Pub Date : 2015-05-07DOI: 10.1109/MeMeA.2015.7145205
F. Montecchia, S. Luciani, R. Cicchetti, Rosanna Grossi, F. Midulla, C. Moretti, P. Papoff
High-flow humidified nasal cannula (HFNC) is often used to relieve respiratory distress in children with acute pulmonary disease, although its effects on respiratory mechanics have not been objectively studied. The purpose of this study was to test the feasibility of measuring pharyngeal (PP) and esophageal (Pes) pressures of young children on HFNC oxygen therapy through a specifically designed new monitoring, acquisition, and elaboration system (MAES).
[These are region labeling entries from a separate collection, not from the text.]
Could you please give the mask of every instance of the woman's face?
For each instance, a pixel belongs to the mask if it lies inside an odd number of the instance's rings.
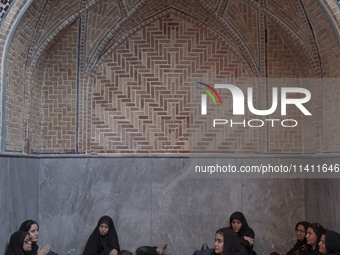
[[[317,244],[317,236],[312,228],[307,228],[306,240],[307,244],[311,245],[314,249],[315,245]]]
[[[215,236],[215,253],[216,254],[223,254],[223,236],[219,233],[216,233]]]
[[[319,252],[321,254],[327,254],[326,244],[325,244],[325,235],[324,234],[321,236],[321,239],[320,239],[320,242],[319,242]]]
[[[306,230],[303,225],[298,225],[295,232],[297,240],[303,241],[306,238]]]
[[[24,244],[22,246],[22,249],[24,251],[30,251],[32,250],[32,242],[31,242],[31,239],[30,239],[30,235],[27,234],[25,239],[24,239]]]
[[[242,227],[242,222],[237,220],[237,219],[234,219],[232,222],[231,222],[231,227],[233,228],[234,232],[238,232],[240,231],[241,227]]]
[[[101,236],[106,236],[109,233],[109,226],[106,223],[101,223],[99,225],[99,234]]]
[[[28,233],[30,234],[31,241],[33,243],[38,242],[39,238],[39,227],[37,224],[32,224],[31,228],[28,230]]]

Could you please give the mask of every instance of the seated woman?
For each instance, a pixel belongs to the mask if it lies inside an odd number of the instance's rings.
[[[109,216],[99,219],[86,243],[83,255],[117,255],[120,251],[117,232]]]
[[[312,223],[307,228],[306,240],[308,244],[308,249],[305,254],[307,255],[317,255],[319,254],[318,243],[321,240],[321,236],[325,229],[319,223]]]
[[[234,212],[229,219],[230,228],[237,233],[241,255],[256,254],[253,250],[255,233],[248,226],[247,220],[241,212]]]
[[[30,254],[32,255],[46,255],[48,253],[53,254],[50,252],[50,245],[46,244],[43,248],[39,248],[37,245],[38,238],[39,238],[39,225],[34,220],[26,220],[20,226],[20,231],[28,232],[32,241],[32,250]]]
[[[307,242],[306,242],[306,232],[309,226],[309,222],[300,221],[296,223],[295,233],[296,233],[296,243],[286,255],[300,255],[306,252]]]
[[[11,236],[5,255],[27,255],[31,250],[30,235],[24,231],[17,231]]]
[[[321,254],[340,255],[340,234],[332,230],[326,230],[319,242]]]
[[[215,234],[215,246],[211,255],[237,255],[240,243],[237,234],[230,228],[221,228]]]
[[[307,242],[306,242],[306,232],[307,227],[309,226],[309,222],[300,221],[296,223],[295,226],[295,234],[296,234],[296,243],[293,248],[290,249],[286,255],[301,255],[305,254],[307,251]],[[279,255],[277,252],[272,252],[270,255]]]

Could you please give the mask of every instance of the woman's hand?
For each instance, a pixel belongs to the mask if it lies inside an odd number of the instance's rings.
[[[50,244],[46,244],[44,248],[41,248],[41,246],[40,246],[38,251],[37,251],[37,254],[38,255],[46,255],[47,253],[50,252],[50,248],[51,248]]]
[[[109,255],[117,255],[118,251],[116,249],[113,249],[110,251]]]
[[[247,240],[249,242],[250,247],[252,247],[254,245],[254,238],[251,238],[249,236],[244,236],[243,238],[244,238],[244,240]]]

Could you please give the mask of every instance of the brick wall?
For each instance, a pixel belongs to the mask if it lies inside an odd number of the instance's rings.
[[[216,131],[190,110],[192,78],[339,78],[338,10],[327,4],[34,1],[7,50],[5,150],[338,152],[331,80],[310,88],[313,118],[291,111],[292,129]],[[257,107],[273,86],[259,85]]]

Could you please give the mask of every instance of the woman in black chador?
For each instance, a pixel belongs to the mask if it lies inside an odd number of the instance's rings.
[[[254,231],[248,226],[247,220],[241,212],[234,212],[229,219],[230,228],[237,233],[240,242],[240,255],[253,255]]]
[[[210,255],[238,255],[239,248],[237,234],[230,228],[221,228],[215,233],[214,250]]]
[[[303,255],[308,251],[307,241],[306,241],[306,233],[307,228],[309,226],[309,222],[300,221],[296,223],[295,226],[295,235],[296,235],[296,243],[293,248],[291,248],[286,255]],[[270,255],[279,255],[277,252],[272,252]]]
[[[109,216],[99,219],[86,243],[83,255],[117,255],[120,251],[118,236]]]
[[[327,255],[340,255],[340,234],[326,230],[319,242],[319,252]]]
[[[27,255],[31,250],[30,235],[24,231],[17,231],[11,236],[5,255]]]

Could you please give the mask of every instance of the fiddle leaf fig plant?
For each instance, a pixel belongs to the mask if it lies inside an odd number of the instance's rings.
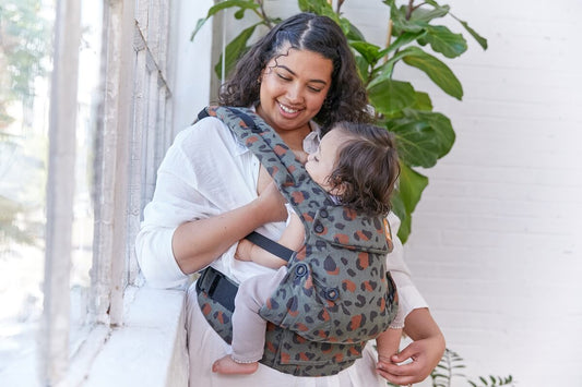
[[[390,8],[385,47],[366,40],[364,34],[341,12],[346,0],[336,0],[335,9],[326,0],[298,0],[304,12],[312,12],[333,19],[344,32],[356,57],[359,76],[368,90],[376,123],[394,133],[397,141],[401,176],[392,204],[401,218],[399,237],[406,242],[412,227],[412,214],[428,185],[428,178],[417,168],[431,168],[452,148],[455,133],[449,118],[432,110],[430,96],[413,86],[413,80],[403,80],[394,74],[396,65],[408,65],[424,72],[442,92],[453,98],[463,98],[463,86],[453,71],[441,60],[458,58],[467,50],[463,34],[437,24],[449,16],[459,22],[483,49],[487,39],[477,34],[465,21],[455,16],[449,5],[433,0],[416,3],[408,0],[396,4],[396,0],[383,0]],[[260,25],[272,27],[281,22],[270,17],[262,0],[226,0],[212,7],[206,17],[201,19],[191,38],[200,27],[217,12],[236,9],[235,17],[245,17],[246,11],[254,13],[259,22],[244,29],[225,49],[215,66],[222,77],[223,68],[227,75],[237,59],[249,48],[249,39]]]

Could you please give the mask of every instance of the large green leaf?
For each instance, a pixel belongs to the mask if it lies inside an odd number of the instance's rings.
[[[456,19],[455,16],[453,16],[453,17]],[[477,40],[477,43],[479,44],[479,46],[480,46],[484,50],[486,50],[486,49],[487,49],[487,39],[484,38],[483,36],[480,36],[479,34],[477,34],[477,32],[476,32],[475,29],[471,28],[466,22],[464,22],[464,21],[462,21],[462,20],[459,20],[459,19],[456,19],[456,20],[459,21],[459,23],[461,23],[461,25],[462,25],[463,27],[465,27],[465,29],[471,34],[471,36],[473,36],[473,38],[474,38],[475,40]]]
[[[437,164],[440,146],[428,122],[405,117],[390,120],[387,128],[396,135],[399,156],[405,164],[425,168]]]
[[[378,59],[382,58],[382,56],[379,56],[380,47],[372,45],[371,43],[355,40],[349,41],[349,46],[358,51],[370,65],[375,65],[376,62],[378,62]]]
[[[248,50],[247,41],[249,41],[249,38],[251,37],[252,33],[254,32],[254,28],[257,28],[258,25],[261,23],[257,23],[254,25],[251,25],[250,27],[244,29],[236,38],[230,41],[225,49],[226,52],[226,60],[225,60],[225,72],[226,75],[230,73],[230,71],[235,68],[238,59]],[[218,59],[218,63],[214,66],[214,72],[216,73],[216,76],[218,78],[222,77],[222,62],[223,62],[223,56],[221,55],[221,58]]]
[[[348,40],[363,40],[366,41],[364,34],[352,22],[345,17],[340,17],[340,26]]]
[[[439,112],[414,109],[404,109],[404,114],[408,119],[426,122],[433,130],[437,158],[443,157],[451,150],[455,133],[449,118]]]
[[[326,0],[298,0],[299,10],[301,12],[312,12],[318,15],[329,16],[335,22],[340,22],[337,14]]]
[[[406,64],[424,71],[444,93],[463,98],[463,86],[447,64],[418,47],[407,47],[401,53]]]
[[[197,26],[194,27],[194,31],[192,32],[192,35],[190,35],[190,40],[194,39],[194,36],[198,34],[200,28],[206,23],[209,19],[211,19],[214,14],[222,10],[226,10],[227,8],[238,7],[240,10],[238,11],[237,19],[241,19],[244,15],[245,10],[256,10],[260,5],[257,4],[253,0],[225,0],[216,3],[215,5],[211,7],[209,10],[209,13],[206,14],[206,17],[200,19],[197,22]],[[242,12],[242,13],[240,13]]]
[[[428,185],[428,178],[418,173],[405,164],[401,164],[399,186],[392,198],[393,211],[402,223],[399,238],[402,243],[408,239],[412,229],[412,214],[420,201],[423,191]]]
[[[416,92],[415,99],[416,100],[413,105],[413,109],[432,111],[432,101],[430,100],[430,96],[427,93]]]
[[[381,57],[385,56],[387,53],[397,50],[403,46],[406,46],[413,41],[416,41],[417,39],[420,39],[426,34],[426,31],[418,31],[415,33],[405,32],[402,33],[394,41],[390,44],[385,49],[380,51],[378,55]]]
[[[419,38],[419,43],[428,43],[435,51],[442,53],[447,58],[456,58],[467,49],[467,43],[463,35],[453,34],[443,25],[427,25],[426,32]]]
[[[414,87],[408,82],[384,80],[368,88],[368,97],[376,110],[391,114],[412,106],[416,100]]]
[[[439,5],[435,1],[425,1],[425,2],[429,3],[430,5],[432,5],[432,9],[431,10],[427,10],[427,9],[421,8],[421,7],[417,8],[416,10],[413,11],[411,20],[429,23],[433,19],[446,16],[449,13],[450,9],[451,9],[447,4]]]

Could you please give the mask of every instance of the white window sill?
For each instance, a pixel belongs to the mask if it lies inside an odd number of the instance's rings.
[[[81,385],[187,386],[185,291],[143,287],[133,292],[133,300],[126,293],[123,327],[111,330]]]

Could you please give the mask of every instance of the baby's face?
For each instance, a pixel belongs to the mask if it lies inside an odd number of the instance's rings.
[[[347,138],[348,136],[344,131],[331,130],[321,138],[318,150],[310,154],[307,158],[305,165],[307,173],[326,192],[331,190],[329,178],[335,167],[337,150]],[[337,194],[334,192],[330,193]]]

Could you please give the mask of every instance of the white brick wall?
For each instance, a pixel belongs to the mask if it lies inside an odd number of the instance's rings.
[[[266,3],[281,16],[297,10]],[[468,375],[582,386],[582,2],[442,3],[489,49],[467,35],[468,51],[447,61],[463,84],[461,102],[423,73],[396,69],[429,92],[458,135],[426,171],[407,262]],[[384,44],[379,0],[346,1],[343,11]]]
[[[419,75],[458,140],[427,171],[407,262],[467,374],[582,386],[582,2],[448,3],[489,49],[448,62],[462,102]]]

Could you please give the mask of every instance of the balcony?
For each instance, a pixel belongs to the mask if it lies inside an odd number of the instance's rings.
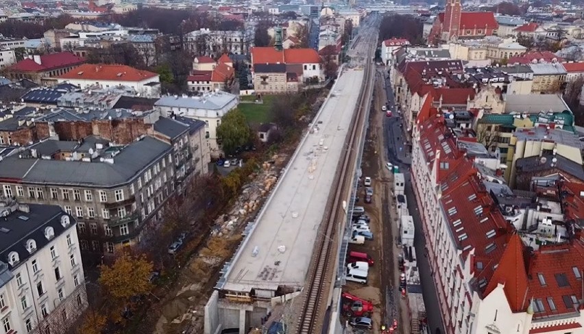
[[[112,218],[110,219],[110,220],[108,222],[108,226],[109,226],[110,227],[115,227],[117,226],[120,226],[122,224],[128,224],[132,225],[132,224],[130,223],[138,220],[138,212],[134,212],[134,214],[127,215],[126,216],[122,218],[119,218],[117,217],[112,217]]]
[[[134,195],[132,195],[130,198],[126,198],[123,201],[120,201],[119,202],[110,202],[104,203],[104,206],[108,209],[112,209],[114,207],[125,207],[126,205],[131,205],[132,203],[136,201],[136,198],[134,198]]]

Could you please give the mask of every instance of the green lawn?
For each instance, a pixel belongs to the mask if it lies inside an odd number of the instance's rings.
[[[241,97],[242,101],[254,101],[255,95]],[[274,96],[264,96],[263,104],[239,103],[237,107],[250,123],[260,124],[270,121],[269,110],[273,103]]]

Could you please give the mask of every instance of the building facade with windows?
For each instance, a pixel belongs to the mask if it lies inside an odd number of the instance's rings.
[[[64,159],[53,152],[69,142],[42,142],[0,161],[0,186],[7,196],[57,205],[75,217],[84,259],[99,260],[146,242],[177,184],[203,170],[203,159],[193,155],[200,154],[192,145],[196,141],[188,131],[181,133],[143,136],[125,146],[86,140]]]
[[[65,333],[88,305],[75,220],[6,196],[0,214],[0,333]]]
[[[206,145],[211,156],[223,153],[217,129],[221,118],[239,103],[236,95],[226,92],[213,92],[200,97],[183,95],[162,97],[154,104],[162,116],[171,115],[201,120],[205,123]]]

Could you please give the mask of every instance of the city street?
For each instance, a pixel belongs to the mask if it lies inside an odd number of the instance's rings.
[[[422,280],[424,302],[426,305],[428,322],[431,333],[436,333],[436,329],[439,328],[441,333],[444,333],[440,311],[438,308],[438,298],[436,294],[436,287],[430,272],[428,259],[424,255],[425,241],[422,231],[422,220],[419,217],[417,205],[414,197],[413,189],[410,179],[409,166],[411,164],[411,156],[404,145],[405,136],[403,133],[401,116],[398,114],[396,108],[393,92],[387,70],[383,70],[385,79],[385,92],[387,97],[388,108],[393,106],[392,117],[385,117],[384,121],[384,141],[387,150],[387,157],[389,162],[400,168],[400,171],[404,174],[406,181],[405,194],[408,200],[408,209],[412,216],[415,224],[415,236],[414,246],[416,250],[418,270]]]

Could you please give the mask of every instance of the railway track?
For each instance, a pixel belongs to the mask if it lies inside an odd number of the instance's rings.
[[[321,224],[321,233],[317,244],[315,245],[315,254],[313,255],[312,264],[309,270],[308,278],[306,281],[306,290],[303,300],[302,310],[300,313],[300,319],[297,322],[297,333],[300,334],[316,334],[321,333],[323,326],[324,313],[327,307],[326,298],[329,293],[330,284],[332,283],[331,274],[334,274],[332,268],[337,263],[334,257],[337,255],[336,235],[338,225],[344,220],[345,211],[342,207],[344,199],[348,197],[353,181],[353,170],[356,155],[356,145],[358,144],[361,129],[365,122],[364,114],[367,112],[367,100],[369,98],[372,88],[371,43],[362,41],[361,36],[356,42],[365,42],[366,48],[369,50],[367,60],[365,66],[363,86],[361,87],[357,105],[357,112],[351,120],[351,130],[349,136],[345,140],[345,147],[335,174],[335,179],[331,193],[331,196],[327,203],[325,216]],[[357,43],[354,44],[356,45]]]

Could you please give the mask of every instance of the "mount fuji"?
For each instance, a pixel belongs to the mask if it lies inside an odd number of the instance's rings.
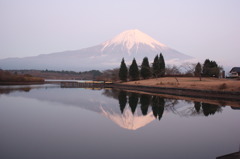
[[[74,51],[64,51],[24,58],[0,60],[2,69],[50,69],[87,71],[119,67],[124,58],[130,64],[135,58],[140,64],[144,57],[153,61],[162,53],[166,64],[194,61],[191,56],[180,53],[154,40],[139,30],[127,30],[102,44]]]

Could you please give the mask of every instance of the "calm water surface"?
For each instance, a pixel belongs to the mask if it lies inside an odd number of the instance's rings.
[[[240,109],[119,90],[0,87],[1,159],[214,159]]]

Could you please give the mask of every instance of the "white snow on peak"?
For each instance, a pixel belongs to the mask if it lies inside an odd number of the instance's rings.
[[[151,38],[147,34],[137,29],[134,29],[134,30],[124,31],[119,35],[115,36],[113,39],[102,43],[103,47],[101,51],[104,51],[104,49],[107,47],[116,46],[116,45],[123,45],[128,51],[130,51],[133,46],[136,45],[138,47],[139,44],[148,45],[153,49],[155,48],[156,45],[160,47],[166,47],[166,45]]]

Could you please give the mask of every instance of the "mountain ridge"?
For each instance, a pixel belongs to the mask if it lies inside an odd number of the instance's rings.
[[[167,64],[178,64],[194,59],[135,29],[124,31],[99,45],[79,50],[2,59],[0,68],[104,70],[119,67],[122,58],[125,58],[126,63],[130,63],[133,58],[141,62],[144,57],[148,57],[149,61],[152,61],[159,53],[163,54]]]

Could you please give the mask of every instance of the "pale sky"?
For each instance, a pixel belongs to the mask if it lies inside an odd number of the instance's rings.
[[[0,59],[86,48],[129,29],[240,66],[240,0],[0,0]]]

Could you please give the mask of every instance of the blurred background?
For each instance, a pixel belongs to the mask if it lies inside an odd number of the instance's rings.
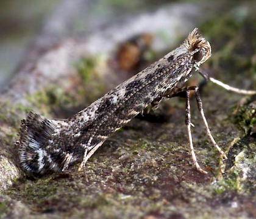
[[[158,35],[165,40],[162,47],[171,43],[177,46],[177,41],[180,42],[188,32],[199,27],[216,54],[212,60],[215,67],[230,58],[226,64],[233,64],[235,58],[252,75],[256,63],[255,5],[252,1],[2,0],[0,86],[17,71],[34,44],[47,50],[66,37],[113,24],[125,26],[136,18],[146,21],[151,15],[159,18],[162,27]],[[143,22],[140,23],[141,27]],[[155,24],[152,28],[155,29]]]

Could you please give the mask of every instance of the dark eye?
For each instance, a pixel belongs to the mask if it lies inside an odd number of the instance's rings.
[[[202,52],[202,51],[199,50],[197,52],[196,52],[193,57],[196,61],[199,61],[202,60],[202,58],[204,57],[204,54]]]

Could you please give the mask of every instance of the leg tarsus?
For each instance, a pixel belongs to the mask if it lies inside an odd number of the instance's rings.
[[[196,166],[196,169],[203,174],[207,174],[207,172],[204,171],[201,167],[200,167],[199,164],[196,159],[196,154],[194,151],[194,147],[193,145],[193,140],[192,140],[192,134],[191,131],[191,113],[190,113],[190,91],[188,89],[186,91],[186,119],[185,123],[188,128],[188,141],[190,142],[190,152],[192,156],[192,159],[194,163],[194,165]]]
[[[207,135],[209,136],[210,139],[211,139],[211,141],[213,143],[213,146],[217,148],[217,150],[218,150],[219,153],[222,156],[222,157],[224,158],[225,159],[227,159],[227,156],[225,155],[225,153],[221,150],[221,148],[218,145],[217,143],[215,142],[215,140],[214,139],[213,136],[212,135],[211,131],[210,131],[209,126],[208,125],[208,123],[206,120],[205,116],[204,115],[204,109],[202,108],[202,100],[201,100],[201,98],[200,97],[198,88],[196,88],[194,91],[196,92],[196,102],[197,103],[197,107],[201,114],[202,118],[203,119],[204,125],[206,127]]]

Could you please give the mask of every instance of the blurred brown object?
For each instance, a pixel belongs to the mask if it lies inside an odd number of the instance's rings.
[[[143,33],[133,37],[121,45],[116,55],[119,68],[126,71],[137,68],[152,41],[153,36],[151,34]]]

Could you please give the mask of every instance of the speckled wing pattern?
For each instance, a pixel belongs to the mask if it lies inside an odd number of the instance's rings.
[[[49,120],[30,112],[22,121],[16,142],[21,167],[27,175],[40,175],[88,159],[148,105],[182,88],[210,55],[209,43],[195,29],[178,48],[74,116]]]

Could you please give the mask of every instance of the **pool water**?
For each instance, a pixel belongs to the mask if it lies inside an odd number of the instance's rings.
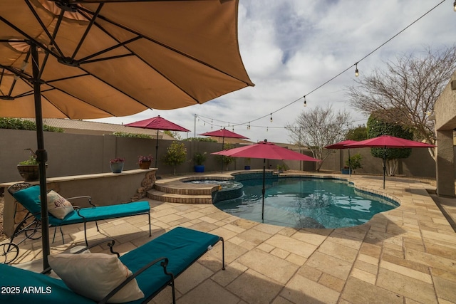
[[[242,184],[234,182],[234,180],[220,180],[220,179],[195,179],[185,181],[184,182],[192,184],[216,184],[222,187],[222,189],[232,189],[242,187]]]
[[[343,228],[361,225],[375,214],[399,204],[348,182],[317,178],[266,181],[261,220],[261,179],[243,180],[241,197],[214,202],[219,209],[242,219],[295,228]]]

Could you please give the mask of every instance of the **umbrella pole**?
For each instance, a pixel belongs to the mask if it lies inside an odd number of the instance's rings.
[[[30,48],[32,57],[32,68],[33,78],[33,92],[35,98],[35,120],[36,122],[36,158],[38,162],[40,175],[40,200],[41,202],[41,242],[43,250],[43,270],[49,268],[48,256],[51,253],[49,246],[49,218],[48,216],[47,191],[46,182],[46,162],[48,160],[46,151],[44,150],[44,133],[43,131],[43,110],[41,109],[41,82],[38,47],[31,43]]]
[[[157,140],[155,141],[155,168],[157,168],[157,161],[158,160],[158,130],[157,130]]]
[[[261,190],[261,193],[263,194],[263,199],[261,200],[261,221],[264,219],[264,193],[266,191],[264,190],[264,180],[266,175],[266,159],[263,159],[263,189]]]
[[[351,163],[350,162],[350,148],[348,148],[348,176],[351,176]]]
[[[383,189],[385,189],[385,174],[386,174],[386,148],[383,148]]]

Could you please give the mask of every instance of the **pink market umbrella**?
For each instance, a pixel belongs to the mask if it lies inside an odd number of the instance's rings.
[[[356,140],[346,140],[342,142],[336,142],[335,144],[325,147],[325,148],[326,149],[348,149],[348,174],[350,176],[351,176],[351,165],[350,164],[350,147],[347,147],[346,145],[354,144],[356,142],[358,142]]]
[[[263,199],[261,201],[261,220],[264,218],[264,179],[266,175],[266,159],[289,159],[304,160],[305,162],[321,162],[310,156],[298,153],[291,150],[276,145],[272,142],[268,142],[266,140],[249,146],[230,149],[211,153],[214,155],[229,156],[232,157],[250,157],[263,159]]]
[[[176,125],[174,122],[167,120],[160,117],[160,115],[155,117],[149,118],[144,120],[140,120],[135,122],[125,124],[128,127],[142,127],[144,129],[157,130],[157,141],[155,145],[155,168],[157,167],[157,159],[158,158],[158,131],[179,131],[179,132],[190,132],[190,130]]]
[[[348,144],[346,147],[348,148],[383,148],[383,189],[385,189],[386,148],[432,148],[435,146],[390,135],[381,135],[353,144]]]
[[[210,131],[207,132],[202,134],[198,134],[198,135],[203,136],[214,136],[217,137],[222,137],[222,150],[224,149],[224,140],[225,137],[227,138],[240,138],[243,140],[248,140],[248,137],[245,136],[241,135],[240,134],[234,133],[234,132],[229,131],[224,127],[223,129],[217,130],[217,131]],[[223,162],[222,162],[222,173],[223,173]]]

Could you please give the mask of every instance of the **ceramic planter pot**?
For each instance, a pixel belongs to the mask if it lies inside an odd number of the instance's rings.
[[[113,173],[121,173],[123,170],[123,162],[111,162],[110,164],[111,167],[111,172]]]
[[[150,164],[152,162],[140,162],[140,169],[149,169],[150,167]]]

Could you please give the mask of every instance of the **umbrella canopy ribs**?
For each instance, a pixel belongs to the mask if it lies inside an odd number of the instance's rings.
[[[43,117],[175,109],[253,85],[239,52],[237,4],[2,1],[0,98],[15,103],[2,103],[1,116],[35,116],[31,44]]]
[[[0,117],[35,117],[48,267],[43,118],[127,116],[253,86],[239,0],[2,0]]]

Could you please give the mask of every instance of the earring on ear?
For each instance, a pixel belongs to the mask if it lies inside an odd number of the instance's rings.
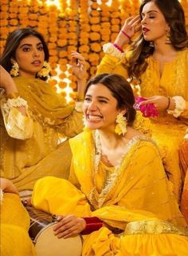
[[[168,26],[166,29],[166,38],[165,43],[167,44],[167,45],[170,45],[171,44],[171,41],[170,41],[170,26]]]
[[[150,42],[149,46],[150,46],[150,47],[154,47],[154,42],[153,42],[153,41],[151,41],[151,42]]]
[[[50,71],[51,71],[50,64],[47,62],[44,62],[43,67],[41,70],[41,71],[38,72],[37,76],[40,78],[48,77],[49,75]]]
[[[115,133],[123,136],[127,133],[127,120],[122,112],[118,114],[116,122]]]
[[[19,75],[19,65],[17,62],[12,61],[12,69],[10,71],[10,75],[13,77],[18,77]]]

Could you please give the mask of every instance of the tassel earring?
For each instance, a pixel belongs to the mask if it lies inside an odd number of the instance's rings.
[[[49,62],[44,62],[43,68],[41,70],[41,71],[38,72],[37,76],[41,78],[45,78],[49,75],[49,73],[51,71],[51,66]]]
[[[165,43],[167,45],[170,45],[171,44],[171,41],[170,41],[170,27],[168,26],[167,29],[166,30],[166,42]]]
[[[15,61],[13,61],[12,64],[13,66],[10,74],[13,77],[18,77],[19,75],[19,65]]]
[[[149,46],[150,46],[150,47],[154,47],[154,42],[153,42],[153,41],[151,41],[151,42],[150,42]]]
[[[119,113],[116,117],[116,126],[115,127],[115,133],[118,135],[124,135],[127,133],[127,120],[122,113]]]

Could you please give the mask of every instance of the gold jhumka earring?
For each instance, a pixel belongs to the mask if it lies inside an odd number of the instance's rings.
[[[10,74],[13,77],[18,77],[19,75],[19,65],[15,61],[13,61],[12,64],[13,66],[11,70],[10,71]]]
[[[50,64],[47,62],[44,62],[43,67],[41,70],[41,71],[37,73],[37,76],[40,78],[48,77],[49,75],[50,71],[51,71]]]
[[[116,122],[115,133],[123,136],[127,133],[127,120],[123,113],[118,114]]]
[[[171,40],[170,40],[170,27],[168,26],[167,29],[166,30],[166,42],[165,43],[167,45],[170,45],[171,44]]]

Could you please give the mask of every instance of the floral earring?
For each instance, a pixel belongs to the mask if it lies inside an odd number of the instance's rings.
[[[151,42],[150,42],[149,46],[150,46],[150,47],[154,47],[154,42],[153,42],[153,41],[151,41]]]
[[[170,41],[170,27],[168,26],[167,29],[166,30],[166,42],[165,43],[167,45],[170,45],[171,44],[171,41]]]
[[[37,75],[40,78],[41,77],[45,78],[49,75],[50,71],[51,71],[51,66],[49,63],[47,62],[44,62],[43,67],[41,70],[41,71],[38,72]]]
[[[18,77],[19,75],[19,65],[17,62],[12,61],[12,69],[10,71],[10,75],[13,77]]]
[[[127,133],[127,120],[122,112],[118,114],[116,122],[115,133],[123,136]]]

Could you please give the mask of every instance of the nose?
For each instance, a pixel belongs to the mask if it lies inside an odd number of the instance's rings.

Through MAES we recorded and elaborated Pes and PP tracings obtained through esophageal and pharyngeal catheters in a group of young children hospitalized in a Pediatric Intensive Care Unit because of respiratory distress. All traces were recorded during spontaneous breathing and on HFNC 1 and 2 L/kg/min. To determine the onset and the end of inspiration, the Pes and PP signals were synchronized with the inspiratory flow obtained by a flow transducer placed in the HFNC circuit. Direct measurement of inspiratory flow by a face mask pneumotachograph also allowed for inspiratory tidal volume (TV) measurement which was used together with Pes curve to build Campbell's diagram as well as the static lung and chest wall recoil curves required for pressure time product (PTP) evaluation. Using MAES we were able to obtain: time interval between the beginning of inspiratory effort and inspiration (Tdelay), TV, intrinsic positive end expiratory pressure (PEEPi), total inspiratory Pes variation (ΔPes), transpulmonary pressure at end of inspiration (Ptpei), dynamic lung compliance (CLdyn), total lung resistance (RLtot) along with all the relevant components of the inspiratory work of breathing (WOB) and PTP. We believe that this new system will allow clinicians for a bedside monitoring of respiratory distress in infants treated with HFNC and to modify flow rates accordingly.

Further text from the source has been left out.